THE NMDA RECEPTOR ANTAGONIST
Memantine (Namenda) was first approved in Germany in 1982, and has since been used in Europe for the treat of several neurological disorders. In 2003 it was approved by the FDA for the treatment of moderate to severe Alzheimer’s. Like the other medications available for Alzheimer’s Disease, memantine does not stop the destruction of Alzheimer’s, but can alleviate the symptoms and improve cognitive functioning in some patients.
Memantine is not a cholinesterase inhibitor but rather an N-methyl D-aspartate (NMDA) antagonist that is believed to work by regulating levels of glutamate, a chemical dependent upon glutamate plays a critical role in our abilities to process, store and retrieve information. In healthy people, proper amounts of glutamate trigger receptor channels on the nerve cells called NMDA receptors. NMDA receptors, in turn, allow a controlled amount of calcium to enter a nerve cell, thereby creating an environment that allows for learning and memory. Without enough calcium, the chemical environment of the brain is not appropriate for the proper functions of learning and memory.
But in someone who has Alzheimer’s, it is theorized that there is excessive amounts of glutamate. The excess glutamate causes overstimulation of the NMDA receptors, which in turn, allows too much calcium into nerve cells. The excess calcium damages and destroys the nerve cells, leading to the symptoms we see in Alzheimer’s. Memantine is believed to work by partially blocking the NMDA receptors and helping maintain normal levels of glutamate thereby preventing neural dysfunction and damage.
Memantine comes in 5 and 10 mg. tablets and is usually taken once or twice a day with or without food. Patients usually start by taking 5 mg and gradually increase to the target dose of 10 mg twice a day by the fourth week. Side effects of the medication may include increased fatigue, dizziness, headache, constipation, and vomiting.
Because its actions differ considerably from those of the cholinesterase inhibitors, memantine may be used alone or in combination with these other medications. In fact, one study found that patients in the moderate to severe stages of Alzheimer’s fared better when they took memantine with donepezil than those who took donepezil with a placebo.
HOPE FOR A VACCINE?
Imagine a day when a simple genetic test would reveal that you were at risk for Alzheimer’s, then getting a vaccine that would shield you for life from ever developing the disease. The notion of eradicating Alzheimer’s with a simple shot, much in the same way that smallpox and rubella have largely been eliminated, is undoubtedly appealing. With a vaccine, you could train the immune system to recognize and attack even the slightest buildup of beta-amyloid plaque, thereby halting the deposits of amyloid and stopping the disease.

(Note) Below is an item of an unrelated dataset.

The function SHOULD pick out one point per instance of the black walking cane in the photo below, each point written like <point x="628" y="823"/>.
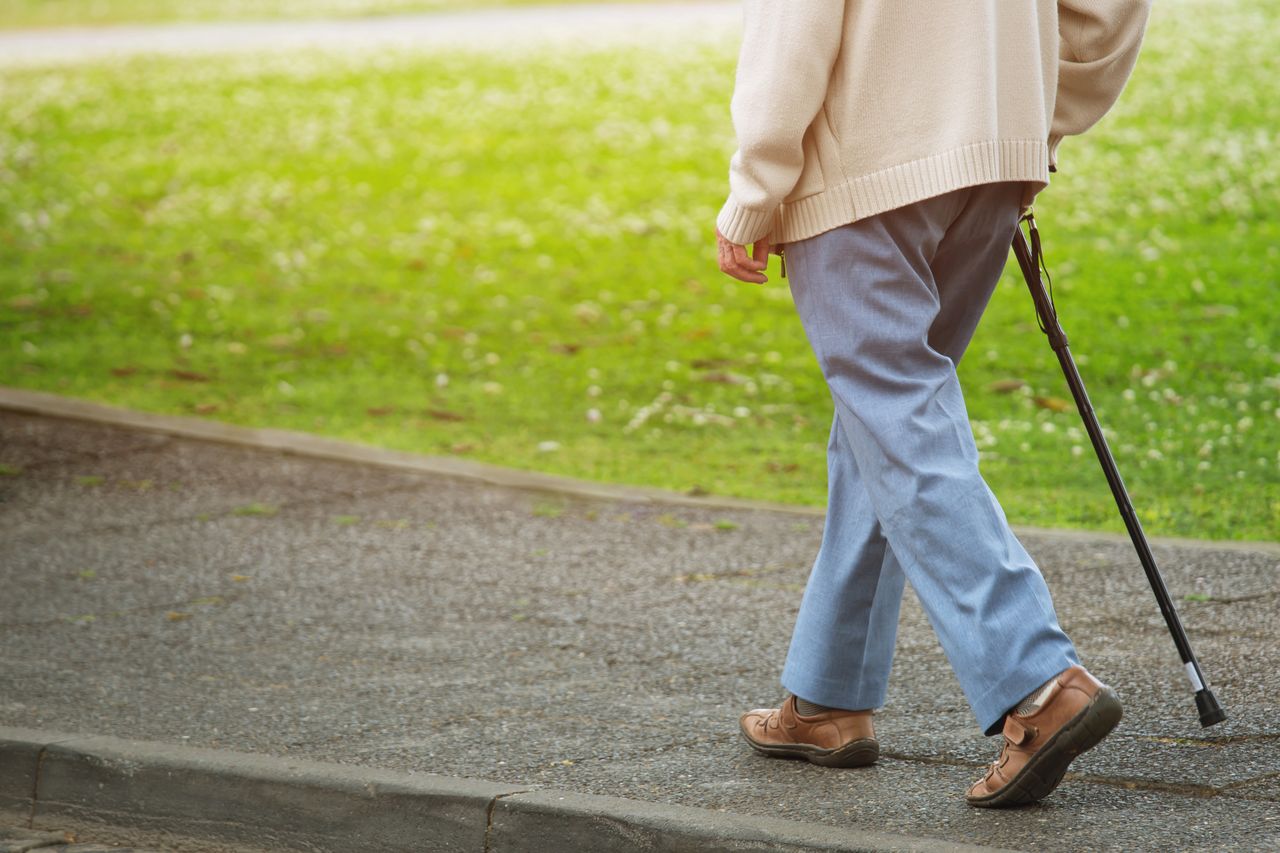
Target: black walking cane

Initial results in mice were promising, but when the first vaccines were used in humans, brain inflammation occurred in some of the participants. The makers of the vaccine, Elan Pharmaceuticals, wisely decided to stop the trials. Scientists continued following some of the participants and found that some of those who received the vaccine did experience slower progression of the disease. Upon autopsy, those who had received the vaccines also had less Alzheimer pathology in their brains.
In the aftermath of the Elan experiment, researchers say they have learned a great deal about why the first vaccine may have caused brain inflammation. Recent studies show promise that an approach may be found to avoid the inflammation issue. Scientists have also found that monkeys may provide a valuable animal model for studying Alzheimer’s vaccines. In one study, vaccinated monkeys actually developed significant levels of antibodies to beta amyloid. These findings offer hope that someday a vaccine will be developed in the prevention of Alzheimer’s.